Let there exist 3 valid probability distributions: $p_1(x), p_2(x), p_3(x)$
does the following inequality hold: $\int_{-\infty}^{\infty}{\sqrt{p_1p_2}+\sqrt{p_2p_3}} \ \ dx \leq 1 + \int_{-\infty}^{\infty}{\sqrt{p_1p_3}} \ \ dx$
Any help with this would be greatly appreciated.
On
Ok, here you go: take $p_1 = U(0,0.5)$, $p_2 = U(0,1)$ and $p_3 = U(0.5,1)$. Then $$\int_{-\infty}^{\infty}{\sqrt{p_1p_2}}\ dx = \sqrt{2} / 2$$ $$\int_{-\infty}^{\infty}{\sqrt{p_2p_3}}\ dx = \sqrt{2} / 2$$ $$\int_{-\infty}^{\infty}{\sqrt{p_1p_3}}\ dx = 0$$ so the inequality does not hold.

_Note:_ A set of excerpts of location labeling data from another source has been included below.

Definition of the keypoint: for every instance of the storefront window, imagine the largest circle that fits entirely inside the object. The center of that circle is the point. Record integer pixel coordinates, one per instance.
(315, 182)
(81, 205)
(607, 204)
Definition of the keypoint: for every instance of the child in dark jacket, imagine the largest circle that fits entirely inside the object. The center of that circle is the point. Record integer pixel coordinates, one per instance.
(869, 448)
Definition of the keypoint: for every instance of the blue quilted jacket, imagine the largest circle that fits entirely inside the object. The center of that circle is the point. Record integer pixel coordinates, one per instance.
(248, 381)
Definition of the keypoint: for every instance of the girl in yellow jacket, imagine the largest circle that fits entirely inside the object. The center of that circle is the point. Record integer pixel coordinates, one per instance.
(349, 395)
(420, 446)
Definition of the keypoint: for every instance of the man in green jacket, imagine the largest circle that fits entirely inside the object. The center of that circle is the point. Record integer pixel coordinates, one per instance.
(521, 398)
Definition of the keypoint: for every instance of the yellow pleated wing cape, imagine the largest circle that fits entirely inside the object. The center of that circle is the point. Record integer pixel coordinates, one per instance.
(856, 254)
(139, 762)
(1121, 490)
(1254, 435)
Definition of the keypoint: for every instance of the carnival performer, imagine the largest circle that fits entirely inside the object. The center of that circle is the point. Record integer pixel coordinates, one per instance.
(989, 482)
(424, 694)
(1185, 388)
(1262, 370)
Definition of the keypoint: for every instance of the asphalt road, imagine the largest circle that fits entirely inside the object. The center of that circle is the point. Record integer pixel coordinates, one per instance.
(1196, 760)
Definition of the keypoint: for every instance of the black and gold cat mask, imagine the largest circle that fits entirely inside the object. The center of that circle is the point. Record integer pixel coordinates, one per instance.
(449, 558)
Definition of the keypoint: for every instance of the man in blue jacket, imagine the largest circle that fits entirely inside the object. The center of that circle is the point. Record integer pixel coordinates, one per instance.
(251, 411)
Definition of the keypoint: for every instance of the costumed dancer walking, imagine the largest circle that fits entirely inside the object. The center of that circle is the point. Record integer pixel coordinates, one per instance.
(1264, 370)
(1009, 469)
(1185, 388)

Now, a bit on how to come to it: take $x = \sqrt{p_1}$, $y = \sqrt{p_1}$, $z = \sqrt{p_1}$, and let $<\!\cdot\,,\cdot\!>$ be a standard scalar product on $L^2$. Your problem is rephrased the following way:
given $x,y,z$ are unit vectors in $L^2$, prove(?) following: $$<\!x\,,y\!>+<\!y\,,z\!> \ \le\ 1\, + <\!x\,,z\!>.$$ Now, if you write $1$ as $<\!x\,,x\!>$ and apply scalar product rules you get: $$<\!y\,,x+z\!> \ \le\ <\!x\,,x+z\!>.$$ One can easily find lots of examples where this equality doesn't hold.
No, it does not generally hold.
Let $p_1(x) = \delta(0) $, $p_2(x) = 0.5 \delta(0) + 0.5 \delta(1) $, $p_3(x) = \delta(1) $, then you should have
$$ \int_{-\infty}^{\infty}{\sqrt{p_1p_2}+\sqrt{p_2p_3}} \ \ dx = 2 \sqrt{0.5} \leq 1 + \int_{-\infty}^{\infty}{\sqrt{p_1p_3}} \ \ dx = 1 $$ which is wrong.